Don’t give up now
All of us who wear or have worn a military uniform, and all of our family members, mourn for those 13 U.S. servicemen and women killed this week in an ISIS-K suicide attack at Kabul Airport. We know their lives were cut short while serving a greater good, which was to help fellow citizens and Afghans who fought alongside our forces a way out of a Taliban-controlled country. Many of us – I am one – believe to give one’s life that another human being may live is among the most noble things on earth.
That attack, with some 180 Afghan women, children and men killed and hundreds badly wounded, is the harbinger of the future for Afghanistan. ISIS-K hates the U.S., but they hate the Taliban equally, and will continue and likely expand their horrific attacks on civilians, that have included in the past few years attacks on a Kabul maternity ward, killing mothers and newborns, as well as a massive attack on a girls school that killed some 85 girls. The chaos in Afghanistan left by our American and NATO departure will only get worse.
It is very clear now, as the 31 August withdrawal date is hours away, that many deserving Afghans with Special Immigrant Visas to the U.S. and other allied countries will not get out on the evacuation flights that are coming to a close. We owe them something more than our sympathies.
There has been talk in diplomatic circles of requesting the United Nations establish a special access area in Kabul for those Afghans with the required paperwork to continue to depart, perhaps on civilian flights. With no military force to back such a resolution, it is very doubtful it is practical in any realistic sense. The Taliban have already said they don’t want Afghans with education and skills leaving the country.
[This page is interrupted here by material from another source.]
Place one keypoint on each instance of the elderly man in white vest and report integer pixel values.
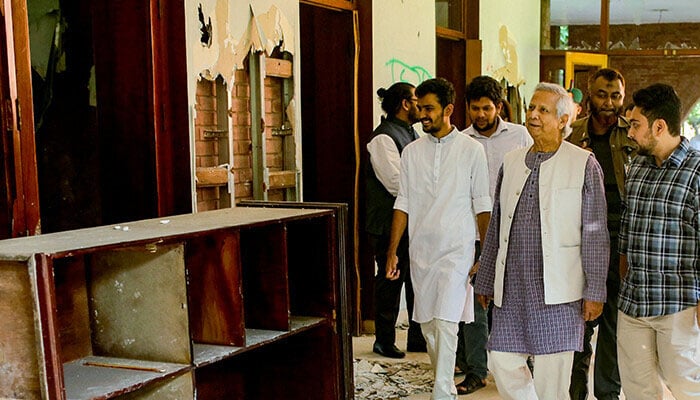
(545, 257)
A more realistic but extremely challenging endeavor would be to establish alternate ways – several would be best – to continue to extricate those Afghans that supported the U.S. and NATO, in spite of the Taliban. Some have termed it an “underground.” Call it what you will, but the intent would be to quietly, perhaps covertly, locate deserving individuals and families and move them by vehicles, clandestine air, by foot if necessary, out of Afghanistan, and eventually to America. Risky? Absolutely! Expensive? Yes, but what price do we place on the life of someone who fought alongside us for years? Will it anger the Taliban? Certainly…and that is just too bad for them.
Those who offered to give their lives to serve next to us in combat now need us to give it our all to help them – just as those 11 Marines, a sailor and soldier – gave their lives for a greater good.